Thursday, March 27, 2008

Mae Sai

Mae Sai - Taichilek border crossing, from Mae Sai
I'm back in Thailand, in the lovely, seedy border town of Mae Sai. I'll be heading back to Chiang Mai in a few hours. I have lots of photos and stories to put up, but I'm going to wait for a better internet connection to do so.

Let me just say that Burma is a strange, strange place. When you step across the border, you set your watch back 30 minutes, and move back in time a half a century. It's a dictatorship, but one held together with carbon copies, handwritten account books and library paste. The streets are dirt, the houses bamboo and thatch, the vehicles improvised, held together with hope and wire. More than anywhere else I've ever been, it's a place apart. And yet...the thing I've come to understand, above all, is that Burma's isolation doesn't --as it were-- happen in isolation. The life is being sucked out of the country, and that's very, very good for the rest of the region. Whether their interests are in gas, oil, timber, hydropower, gems, drugs or labor, powerful people in the surrounding countries benefit from Burma staying exactly as it is. The chaos in Burma allows for ruthless extraction of its resources in a way that would never be possible in a country where the government bears any accountability to its people. Thailand benefits, China benefits, India benefits, the Burmese junta benefits -- and the Burmese people are left to pay the price.

This, I think, is the most important story about Burma, and I'm working on how to communicate it through the frame of the issue I'm focusing on.

Thursday, March 20, 2008


Smoking Lounge, Taipei Airport
Made it to Taipei, Taiwan. Confirming, once again, that airports (at least the big ones) are pretty much identical the world over -- though this one is a bit chillier than average. Points for free wireless. Demerits for bad, overpriced coffee.
2 more flights to go.

Wednesday, March 19, 2008

Heading off..

I'm off to the airport in just a few minutes, to Chiang Mai, Thailand via Taipei and Bangkok. I'll try to post again when I arrive.

Friday, March 14, 2008


Fall Creek
Snow? In upstate New York? In March?
This is something that should have occurred to me in advance. But living in California has made me soft.

Monday, March 10, 2008


The (semi)final cut of my series on the drag show at Marlena's Bar in Hayes Valley:

Check out a few more from the series on my flickr acount

Friday, March 07, 2008

Traveler's Song

My loving mother, thread in hand,
Mended the coat I have on now,
Stitch by stitch, just before I left home,
Thinking I might be gone a long time.
How can a blade of young grass
Ever repay the warmth of the Spring sun?

- Meng Jia, translated from the Chinese by Mingfong Ho
I looked up, and discovered February had already slipped through my hands.

Wednesday, March 05, 2008

Adventures of Isabel

I’ve been asked a few times lately, so: the title “Adventures of Isabel” refers to a poem by Ogden Nash about a little girl who refuses to be intimidated by anything or anyone. Those of you who were never a little girl named Isabel may find it a bit obscure, but she’s always been an inspiration to me…

Saturday, March 01, 2008

The Other Peace Process in Mindanao

While public attention is focused on peace negotiations between the Philippine Government and the Moro Islamic Liberation Front and the Communist Party of the Philippines, a third, much quieter peace process has been underway in Mindanao. Since 2003, the Revolutionary Worker's Party of Mindanao (Rebolusyonaryang Partido ng Manggagawa ng Mindanao - RPM-M) has been in negotiation with the government to end three decades of conflict.

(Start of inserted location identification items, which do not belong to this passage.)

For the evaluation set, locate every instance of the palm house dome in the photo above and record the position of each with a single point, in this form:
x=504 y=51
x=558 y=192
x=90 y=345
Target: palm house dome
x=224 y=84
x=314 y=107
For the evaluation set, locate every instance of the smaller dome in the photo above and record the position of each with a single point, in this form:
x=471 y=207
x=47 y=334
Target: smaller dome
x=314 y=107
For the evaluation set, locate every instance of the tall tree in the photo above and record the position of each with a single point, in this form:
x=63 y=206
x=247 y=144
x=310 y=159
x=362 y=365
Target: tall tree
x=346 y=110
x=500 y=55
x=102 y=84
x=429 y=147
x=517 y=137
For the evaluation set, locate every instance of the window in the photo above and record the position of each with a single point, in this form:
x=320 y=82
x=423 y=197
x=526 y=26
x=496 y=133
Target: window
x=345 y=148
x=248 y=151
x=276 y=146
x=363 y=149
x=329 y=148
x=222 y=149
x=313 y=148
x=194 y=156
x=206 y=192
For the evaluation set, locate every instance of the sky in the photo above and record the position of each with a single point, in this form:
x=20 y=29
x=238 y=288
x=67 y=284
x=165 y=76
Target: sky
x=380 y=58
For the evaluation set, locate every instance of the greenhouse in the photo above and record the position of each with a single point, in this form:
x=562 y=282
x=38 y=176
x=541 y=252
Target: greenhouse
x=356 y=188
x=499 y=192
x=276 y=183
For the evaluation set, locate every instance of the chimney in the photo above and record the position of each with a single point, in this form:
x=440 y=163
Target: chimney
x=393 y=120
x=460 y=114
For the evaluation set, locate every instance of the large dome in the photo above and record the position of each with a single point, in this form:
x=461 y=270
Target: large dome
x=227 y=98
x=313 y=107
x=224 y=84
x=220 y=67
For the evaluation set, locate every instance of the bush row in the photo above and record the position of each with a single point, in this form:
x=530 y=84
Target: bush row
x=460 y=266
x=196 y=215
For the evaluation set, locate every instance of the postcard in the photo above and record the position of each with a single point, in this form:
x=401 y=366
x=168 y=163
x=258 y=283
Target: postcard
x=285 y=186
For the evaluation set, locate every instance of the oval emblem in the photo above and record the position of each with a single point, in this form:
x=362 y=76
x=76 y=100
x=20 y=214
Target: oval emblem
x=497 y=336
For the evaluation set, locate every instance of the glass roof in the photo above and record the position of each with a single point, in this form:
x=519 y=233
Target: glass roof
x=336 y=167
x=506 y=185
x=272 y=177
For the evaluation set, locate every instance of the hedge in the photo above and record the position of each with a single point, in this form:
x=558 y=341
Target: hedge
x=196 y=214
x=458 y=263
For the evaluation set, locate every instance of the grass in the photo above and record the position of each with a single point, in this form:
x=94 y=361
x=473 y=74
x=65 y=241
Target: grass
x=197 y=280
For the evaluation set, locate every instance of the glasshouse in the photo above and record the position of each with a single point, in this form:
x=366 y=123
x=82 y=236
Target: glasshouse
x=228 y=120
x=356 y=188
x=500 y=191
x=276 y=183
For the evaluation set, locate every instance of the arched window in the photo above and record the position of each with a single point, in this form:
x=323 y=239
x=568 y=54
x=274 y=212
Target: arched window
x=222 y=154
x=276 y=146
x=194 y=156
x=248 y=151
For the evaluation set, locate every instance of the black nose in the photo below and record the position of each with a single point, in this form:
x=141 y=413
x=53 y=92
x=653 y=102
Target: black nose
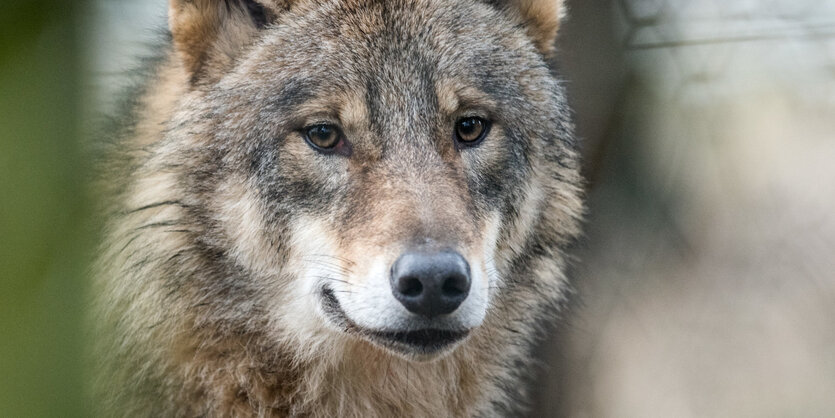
x=431 y=284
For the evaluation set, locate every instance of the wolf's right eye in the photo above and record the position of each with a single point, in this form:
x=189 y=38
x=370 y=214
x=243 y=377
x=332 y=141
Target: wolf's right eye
x=323 y=137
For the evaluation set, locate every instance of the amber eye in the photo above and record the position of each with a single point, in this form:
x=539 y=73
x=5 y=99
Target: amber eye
x=323 y=137
x=471 y=130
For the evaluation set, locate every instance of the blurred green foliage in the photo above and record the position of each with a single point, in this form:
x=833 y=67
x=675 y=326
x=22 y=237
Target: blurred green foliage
x=44 y=228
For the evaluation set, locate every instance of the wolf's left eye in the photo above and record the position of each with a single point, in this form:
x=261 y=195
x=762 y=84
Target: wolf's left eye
x=471 y=131
x=323 y=137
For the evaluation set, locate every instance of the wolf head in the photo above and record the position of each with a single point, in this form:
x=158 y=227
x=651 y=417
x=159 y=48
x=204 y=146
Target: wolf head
x=360 y=171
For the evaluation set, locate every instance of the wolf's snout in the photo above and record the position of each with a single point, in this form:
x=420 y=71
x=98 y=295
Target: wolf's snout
x=431 y=284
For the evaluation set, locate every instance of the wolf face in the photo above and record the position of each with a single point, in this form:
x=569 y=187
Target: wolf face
x=397 y=175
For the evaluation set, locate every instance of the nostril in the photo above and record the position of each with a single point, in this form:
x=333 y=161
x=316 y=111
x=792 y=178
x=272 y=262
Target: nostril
x=410 y=286
x=430 y=284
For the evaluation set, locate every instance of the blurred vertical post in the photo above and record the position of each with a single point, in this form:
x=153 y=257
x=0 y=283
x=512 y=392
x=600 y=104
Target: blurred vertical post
x=43 y=222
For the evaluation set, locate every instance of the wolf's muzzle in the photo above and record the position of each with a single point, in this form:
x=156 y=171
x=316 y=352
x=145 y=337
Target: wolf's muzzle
x=431 y=284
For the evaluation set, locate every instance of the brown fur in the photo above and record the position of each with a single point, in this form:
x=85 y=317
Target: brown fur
x=201 y=306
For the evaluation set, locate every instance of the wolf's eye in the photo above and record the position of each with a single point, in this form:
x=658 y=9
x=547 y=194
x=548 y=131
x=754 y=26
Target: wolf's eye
x=470 y=131
x=323 y=137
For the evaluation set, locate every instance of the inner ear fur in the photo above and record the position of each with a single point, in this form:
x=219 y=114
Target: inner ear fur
x=541 y=18
x=208 y=34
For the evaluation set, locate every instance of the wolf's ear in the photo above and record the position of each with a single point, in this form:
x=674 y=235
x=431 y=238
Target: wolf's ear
x=541 y=19
x=208 y=34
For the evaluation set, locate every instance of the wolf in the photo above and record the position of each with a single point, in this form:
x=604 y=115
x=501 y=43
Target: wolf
x=352 y=208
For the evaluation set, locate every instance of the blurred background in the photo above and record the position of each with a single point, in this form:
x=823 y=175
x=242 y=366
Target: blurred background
x=705 y=284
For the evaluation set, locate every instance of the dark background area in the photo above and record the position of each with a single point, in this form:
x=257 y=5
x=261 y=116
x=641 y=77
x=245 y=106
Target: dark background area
x=43 y=209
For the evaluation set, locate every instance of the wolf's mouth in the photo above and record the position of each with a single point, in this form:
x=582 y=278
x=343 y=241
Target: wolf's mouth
x=421 y=342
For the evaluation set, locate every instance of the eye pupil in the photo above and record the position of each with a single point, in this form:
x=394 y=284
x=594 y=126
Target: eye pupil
x=471 y=130
x=323 y=136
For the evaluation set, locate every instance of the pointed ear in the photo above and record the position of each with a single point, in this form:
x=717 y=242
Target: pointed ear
x=208 y=34
x=541 y=18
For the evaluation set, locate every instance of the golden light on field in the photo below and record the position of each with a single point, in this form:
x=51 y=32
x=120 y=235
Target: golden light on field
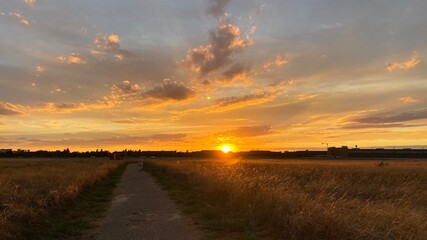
x=226 y=149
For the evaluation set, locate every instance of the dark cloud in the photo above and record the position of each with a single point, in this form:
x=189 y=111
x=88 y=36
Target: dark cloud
x=388 y=117
x=7 y=109
x=250 y=131
x=216 y=8
x=90 y=141
x=389 y=125
x=241 y=101
x=170 y=90
x=224 y=41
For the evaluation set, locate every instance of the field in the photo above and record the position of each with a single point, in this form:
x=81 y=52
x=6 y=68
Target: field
x=32 y=190
x=300 y=199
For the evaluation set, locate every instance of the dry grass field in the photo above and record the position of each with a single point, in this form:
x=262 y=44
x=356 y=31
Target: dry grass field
x=302 y=199
x=31 y=189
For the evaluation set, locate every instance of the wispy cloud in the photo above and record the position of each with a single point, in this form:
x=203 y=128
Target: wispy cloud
x=405 y=65
x=249 y=131
x=390 y=117
x=216 y=8
x=170 y=90
x=280 y=60
x=19 y=17
x=108 y=41
x=166 y=91
x=29 y=2
x=408 y=99
x=72 y=58
x=223 y=43
x=9 y=109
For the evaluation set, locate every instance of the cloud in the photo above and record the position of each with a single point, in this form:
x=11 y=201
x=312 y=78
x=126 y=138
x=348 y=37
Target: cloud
x=108 y=41
x=229 y=103
x=406 y=65
x=224 y=41
x=408 y=100
x=18 y=16
x=29 y=2
x=88 y=141
x=249 y=131
x=73 y=58
x=216 y=8
x=8 y=109
x=167 y=90
x=170 y=90
x=279 y=61
x=389 y=117
x=236 y=72
x=126 y=89
x=371 y=125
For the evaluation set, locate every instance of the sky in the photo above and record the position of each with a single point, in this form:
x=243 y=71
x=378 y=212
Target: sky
x=199 y=74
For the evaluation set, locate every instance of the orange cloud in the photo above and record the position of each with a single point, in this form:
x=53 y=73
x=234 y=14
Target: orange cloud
x=279 y=61
x=408 y=100
x=22 y=20
x=39 y=70
x=109 y=41
x=236 y=72
x=223 y=43
x=406 y=65
x=73 y=58
x=9 y=109
x=29 y=2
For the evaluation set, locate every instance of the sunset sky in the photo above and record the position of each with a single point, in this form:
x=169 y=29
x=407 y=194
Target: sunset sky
x=198 y=74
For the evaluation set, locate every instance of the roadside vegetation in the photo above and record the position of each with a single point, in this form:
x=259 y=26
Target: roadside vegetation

Mediated by Balay Mindanaw, a local NGO, and conducted locally, transparently, and with the involvement of the affected communities, this "other peace process" is focused on identifying and meeting the needs of villagers before an agreement is signed.

By giving all affected parties ownership over the process, focusing on the needs of communities rather than politicians, and avoiding high-profile international involvement, the process has avoided much of the chaos, violence and media posturing that mars negotiations with the MILF and the CPP. Unfortunately, corruption and insincerity on the part of the government and government contractors (and the unwillingness of international agencies to give aid before a final agreement is brokered) threaten to undermine the process. Villagers often do not see the infrastructure projects they are promised -- and every time the government fails to deliver its side of the bargain, it becomes more difficult to reengage communities in the peace talks.

I had the chance to meet with Balay Mindanaw president Kaloy Manlupig earlier this week, and was very impressed by his commitment to the peace process. I'm hoping to visit the affected areas this summer, so more on this later...

(And I'm going to quickly note here that US involvement in the region is, of course, complicating this process as well -- partly by pushing the Philippine government further towards a manichaean division between "good guys" and "bad guys" that discourages negotiation with "enemies" and "terrorists" like the RPM-M and the villagers who support them, and partly by threatening to disrupt the ceasefire in its hunt for "terrorists" in Mindanao.)